Sa chute produisit un léger tremblement de terre. Les cris des passants pris au dépourvu se mêlèrent au crissement féroce des pneus. L'ivoire gauche de Jullien, qui s'était détaché par la force du choc, tranperça le berger allemand de M. Michot qui le promenait à la laisse en toute innocence. Ce dernier (entre parenthèses) ne fut jamais indemnisé.
Selon le dossier médical, le pauvre mourut sans souffrir, sur le coup. Il ne saigna pas, n'eut pas de convulsions et la foule qui s'était amassée autour de lui ne put voir qu'une sorte d'énorme sac froissé rempli, sans doute, de miettes d'os et de la bouillie des intestins écrasés. Un des badauds prétendit pourtant avoir vu trembloter ses paupières. Une fille de six ans qui essayait de toucher sa trompe fut brutalement retirée par sa maman. On expliqua aux enfants que "le petit élépho fait dodo". A la question "pourquoi l'élépho fait dodo au milieu de la rue?", les enfants n'eurent pas de réponse.

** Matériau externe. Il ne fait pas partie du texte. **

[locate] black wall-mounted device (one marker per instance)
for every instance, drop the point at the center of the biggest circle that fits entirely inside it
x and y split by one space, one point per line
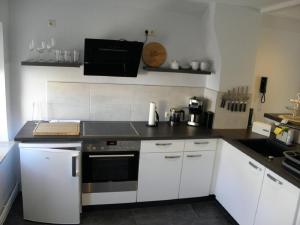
263 89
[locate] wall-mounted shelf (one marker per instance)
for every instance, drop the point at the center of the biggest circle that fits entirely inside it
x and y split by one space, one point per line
168 70
275 117
55 64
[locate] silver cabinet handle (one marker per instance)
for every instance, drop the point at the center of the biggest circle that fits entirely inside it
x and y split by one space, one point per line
274 179
163 144
172 156
194 156
74 159
201 143
111 156
254 166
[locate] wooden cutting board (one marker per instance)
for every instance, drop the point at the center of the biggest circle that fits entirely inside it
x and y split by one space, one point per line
291 118
57 129
154 54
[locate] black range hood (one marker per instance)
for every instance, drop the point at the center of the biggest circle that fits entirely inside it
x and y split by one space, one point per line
112 57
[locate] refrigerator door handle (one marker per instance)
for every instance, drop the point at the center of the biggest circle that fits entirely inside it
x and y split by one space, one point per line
74 159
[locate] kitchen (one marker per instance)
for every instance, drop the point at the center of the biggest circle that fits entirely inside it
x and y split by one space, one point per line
257 45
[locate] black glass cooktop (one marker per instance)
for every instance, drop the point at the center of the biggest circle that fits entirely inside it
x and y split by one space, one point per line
109 129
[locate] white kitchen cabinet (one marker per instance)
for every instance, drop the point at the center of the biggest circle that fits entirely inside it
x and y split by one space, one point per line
278 201
196 174
200 144
162 146
238 184
159 176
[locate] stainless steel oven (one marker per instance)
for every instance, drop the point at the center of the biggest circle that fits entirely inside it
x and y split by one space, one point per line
110 166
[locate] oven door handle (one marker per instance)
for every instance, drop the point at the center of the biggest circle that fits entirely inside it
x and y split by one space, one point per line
112 156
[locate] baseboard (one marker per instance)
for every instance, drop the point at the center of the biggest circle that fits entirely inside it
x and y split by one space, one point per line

La police encercla le lieu du drame et traça à la craie sur le sol triste du corps de Jullien. Les journalistes au nombre tout à fait invraisemblable s'agitaient autour de la barrière avec leurs caméras et questions. L'un d'entre eux essaya de rajuster l'oreille de Jullien afin de la rendre plus photogénique, mais fut sévèrement interrompu par un agent de police.

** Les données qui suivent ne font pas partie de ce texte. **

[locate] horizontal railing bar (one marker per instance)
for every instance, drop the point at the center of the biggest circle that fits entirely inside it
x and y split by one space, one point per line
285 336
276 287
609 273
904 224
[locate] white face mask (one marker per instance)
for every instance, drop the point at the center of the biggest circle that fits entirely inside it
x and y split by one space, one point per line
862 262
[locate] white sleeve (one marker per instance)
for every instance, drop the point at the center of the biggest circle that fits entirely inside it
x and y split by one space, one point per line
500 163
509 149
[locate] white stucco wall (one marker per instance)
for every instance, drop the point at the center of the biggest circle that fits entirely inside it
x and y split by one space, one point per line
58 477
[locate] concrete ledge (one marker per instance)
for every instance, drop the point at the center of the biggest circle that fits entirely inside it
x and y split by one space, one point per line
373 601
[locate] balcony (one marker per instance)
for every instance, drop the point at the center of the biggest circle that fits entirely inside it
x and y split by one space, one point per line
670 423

Vu l'étrangeté de l'accident il était décidé de faire l'autopsie du corps. Jullien fut donc déposé sur une plate-forme à l'aide d'une grue et transporté à la morgue où il causa pas mal de difficultés: il n'entrait pas dans les portes, sa peau était trop dure pour le scalpel.
Pourtant l'autopsie fut faite et la conclusion prononcée - aucune allusion sur la provenance extraterrestre de Jullien n'était admissible. Il pesait une tonne et demie, était âgé de trois ans, appartenait au groupe ......... très répandu et se reproduisait volontairement dans les prairies sèches de l'Afrique centrale.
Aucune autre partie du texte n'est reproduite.